GNOME Bugzilla – Bug 681085
SoupTLD not correctly detecting the public TLDs
Last modified: 2012-08-07 10:12:32 UTC
The patch for https://bugzilla.gnome.org/show_bug.cgi?id=679230 basically broke the is_public_suffix() method and our tests didn't detect that. So we basically have to fix this and also improve the unit tests in order to allow us to catch those regressions.
Created attachment 220164 [details] [review] Patch
Comment on attachment 220164 [details] [review] Patch >Both soup_tld_is_public_suffix() and soup_tld_get_base_domain() were not >working properly after cbae89f4 "working properly" according to what definition? In particular, why is it that you want them to behave differently from the mozilla reference implementation? >used was not cheking for exact matches in the case of is_public_suffix() ^ typo
(In reply to comment #2) > (From update of attachment 220164 [details] [review]) > >Both soup_tld_is_public_suffix() and soup_tld_get_base_domain() were not > >working properly after cbae89f4 > > "working properly" according to what definition? In particular, why is it that > you want them to behave differently from the mozilla reference implementation? Basically I asked Sergio yesterday why soup_tld_is_public_suffix(".com") was returning FALSE, assuming it was broken. He seemed to agree with this. If this is working as specified how are we meant to use the API to figure out that (simple?) question. Maybe it's just the documentation being very unclear, but it seemed to me that call should return TRUE.
(In reply to comment #2) > (From update of attachment 220164 [details] [review]) > >Both soup_tld_is_public_suffix() and soup_tld_get_base_domain() were not > >working properly after cbae89f4 > > "working properly" according to what definition? In particular, why is it that > you want them to behave differently from the mozilla reference implementation? According to our definition :). I meant, as Xan said things like (".com") are clearly public suffixes, the original implementation was returning TRUE for it and after the change I mentioned it started to return FALSE. Thing is that they were working as expected in the original code, then we regressed them but didn't notice because the tests were not good enough, and weren't able to detect such regressions. Regarding the Mozilla implementation, the thing is that they were always different because they don't even have the same API as we have. Mozilla provides a GetPublicSuffix() method instead of a is_public_suffix() as we have, which does not exactly the same. On the other hand that method does not make sense on its own, in the sense that it is only meant to be used by their cookie service, which is the one that performs some additional checks in order to know if they can set a cookie for a particular domain or not.
(In reply to comment #3) > Basically I asked Sergio yesterday why soup_tld_is_public_suffix(".com") was > returning FALSE, assuming it was broken. He seemed to agree with this. ah, yeah, that's definitely a bug But it seems weird to say that the base domain of "a.b.example.local" is "example.local". Why not "local"? Or "b.example.local"? That seems completely arbitrary. I think for things that aren't in the TLDs list, we should stick with the Mozilla behavior of saying that they have no base domain.
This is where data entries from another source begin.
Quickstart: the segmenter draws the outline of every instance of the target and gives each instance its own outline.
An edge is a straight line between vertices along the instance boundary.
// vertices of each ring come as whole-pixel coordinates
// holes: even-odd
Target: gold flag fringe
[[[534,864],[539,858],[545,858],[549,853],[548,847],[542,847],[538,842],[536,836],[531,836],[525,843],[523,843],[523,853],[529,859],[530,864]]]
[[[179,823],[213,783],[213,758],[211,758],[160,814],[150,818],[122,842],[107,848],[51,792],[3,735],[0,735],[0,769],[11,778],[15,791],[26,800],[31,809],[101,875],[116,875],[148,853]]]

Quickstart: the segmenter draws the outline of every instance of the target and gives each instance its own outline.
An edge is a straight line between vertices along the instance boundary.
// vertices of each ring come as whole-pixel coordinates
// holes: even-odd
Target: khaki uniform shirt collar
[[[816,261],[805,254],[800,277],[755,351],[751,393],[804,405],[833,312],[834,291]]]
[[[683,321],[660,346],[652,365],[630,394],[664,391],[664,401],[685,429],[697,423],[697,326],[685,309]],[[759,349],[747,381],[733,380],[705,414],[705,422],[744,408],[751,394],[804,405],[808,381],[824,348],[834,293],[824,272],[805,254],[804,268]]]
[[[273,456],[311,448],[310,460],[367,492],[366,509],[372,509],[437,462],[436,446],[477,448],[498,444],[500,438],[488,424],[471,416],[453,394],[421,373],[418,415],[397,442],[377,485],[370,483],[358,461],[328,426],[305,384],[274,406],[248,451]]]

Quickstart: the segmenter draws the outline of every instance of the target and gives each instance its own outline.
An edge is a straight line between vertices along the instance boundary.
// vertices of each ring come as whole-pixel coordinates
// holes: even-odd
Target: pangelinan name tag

(In reply to comment #5) > But it seems weird to say that the base domain of "a.b.example.local" is > "example.local". Why not "local"? Or "b.example.local"? That seems completely > arbitrary. I think for things that aren't in the TLDs list, we should stick > with the Mozilla behavior of saying that they have no base domain. Do not let tests mislead you Dan ;), the tests cases I used for our unit tests do not come from Mozilla code but from the publicsuffix.org website. They're just published there to help implementors. Back to the point, in this case, I think we should not base our decision in the Mozilla implementation. Thing is that Mozilla behavior is exactly what this last patch does. Basically the base domain is defined in the code as the tld (even if it isn't public) plus an additional domain. Furthermore, the Mozilla implementation will return "local" as the public suffix for "a.local" even if "local" is not listed. What you said makes much more sense to me, deciding what's the base domain of a local url is absolutely arbitrary, so I'd say that we should keep the is_public_domain() fix and return NULL for get_base_domain() of local url's as you mentioned. We might add some comments to the docs in order to make that explicit. Does it make sense?
Created attachment 220427 [details] [review] Patch
(In reply to comment #6) > Thing is that Mozilla behavior is exactly what this > last patch does. Basically the base domain is defined in the code as the tld > (even if it isn't public) plus an additional domain. Furthermore, the Mozilla > implementation will return "local" as the public suffix for "a.local" even if > "local" is not listed. Hm... I suppose the idea is that as ICANN adds more pointless TLDs, we shouldn't *completely* lose. OK, keep the patch as it is currently. Beware that I just updated effective_tld_names.dat, so be sure to run tld-test again after rebasing to make sure it still works with the current data.
Pushed to master 82084a0